A la fin du XVIII°siècle, Besançon était considérée comme la
capitale de l'horlogerie. A la même époque, le département du Doubs
comptait déjà 48 fabriques d'horloges et 150 horlogers. Le
production culminera dans la seconde moitié du XIX° siècle.
Les jolies caisses d’horloges
comtoises anciennes, en sapin - car l'épicea était
particulièrement abondant dans les forêts du Jura-, étaient
peintes et décorées à la main, suivant une technique unique au
monde. Jadis pendant près d’un siècle, cette tradition étonnante
était mise en oeuvre par quelques individus seulement :
paysans-artisans du Jura principalement qui s’étaient sans doute
inspirés d’artistes ambulants, récoltant peut-être les recettes
de-ci de-là. Les premiers décors présentent des similitudes avec
ceux réalisés en Alsace et dans les pays de l’Est.
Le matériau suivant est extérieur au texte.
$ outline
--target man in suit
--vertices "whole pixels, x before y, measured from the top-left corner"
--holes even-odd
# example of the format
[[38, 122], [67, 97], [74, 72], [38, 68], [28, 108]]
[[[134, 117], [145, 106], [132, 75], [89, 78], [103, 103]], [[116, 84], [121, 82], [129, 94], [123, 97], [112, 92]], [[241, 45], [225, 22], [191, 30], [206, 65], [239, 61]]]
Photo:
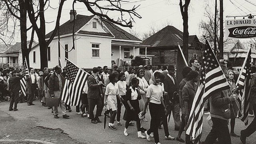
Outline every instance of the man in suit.
[[[49, 78], [48, 85], [49, 93], [51, 97], [60, 98], [61, 91], [64, 87], [64, 77], [61, 72], [61, 67], [57, 65], [54, 68], [55, 72], [52, 74]], [[66, 106], [65, 102], [62, 100], [60, 100], [60, 105], [64, 118], [68, 118], [69, 116], [66, 114]], [[53, 106], [52, 110], [54, 118], [58, 118], [58, 107]]]
[[[89, 107], [90, 118], [91, 120], [92, 123], [94, 124], [101, 122], [99, 116], [101, 115], [101, 110], [103, 106], [101, 98], [103, 96], [103, 92], [101, 86], [101, 85], [103, 84], [102, 82], [98, 82], [96, 80], [99, 80], [97, 76], [99, 74], [99, 71], [100, 70], [98, 68], [93, 68], [92, 74], [91, 76], [89, 76], [87, 80], [88, 84], [87, 98]], [[97, 105], [97, 110], [94, 117], [93, 110], [95, 105]]]
[[34, 74], [35, 70], [33, 68], [30, 68], [29, 71], [30, 76], [26, 76], [26, 88], [28, 94], [27, 100], [28, 106], [35, 105], [33, 103], [33, 100], [35, 96], [35, 92], [36, 90], [36, 83], [37, 82], [36, 75]]
[[166, 107], [169, 107], [170, 114], [172, 111], [172, 116], [174, 121], [174, 130], [178, 131], [180, 129], [180, 101], [178, 94], [178, 89], [176, 81], [173, 77], [174, 74], [174, 67], [172, 65], [168, 66], [168, 74], [164, 78], [164, 90], [167, 92], [168, 97], [165, 100]]

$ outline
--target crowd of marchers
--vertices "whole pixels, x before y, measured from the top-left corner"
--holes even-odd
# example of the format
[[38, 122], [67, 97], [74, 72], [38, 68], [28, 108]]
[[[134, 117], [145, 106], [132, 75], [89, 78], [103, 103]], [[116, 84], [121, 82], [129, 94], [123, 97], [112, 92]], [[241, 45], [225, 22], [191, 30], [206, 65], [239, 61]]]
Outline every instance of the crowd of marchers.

Mais surtout
les Jurassiens ont eu le génie d’utiliser les fruits de
l’histoire du meuble peint, en passant par la marqueterie, pour
élaborer une technique qui leur est propre. (Cette résultante
est également valable en ce qui concerne la fabrication du
mécanisme qui fut le fruit d’une observation ingénieuse des
progrès successifs de l’horlogerie). Ce savoir était transmis
uniquement de façon orale, d’une génération à l’autre. Avec la
fin de cette activité créatrice, depuis le début de notre
siècle, aussi incroyable que cela puisse paraître, une tradition
typiquement française a totalement disparu.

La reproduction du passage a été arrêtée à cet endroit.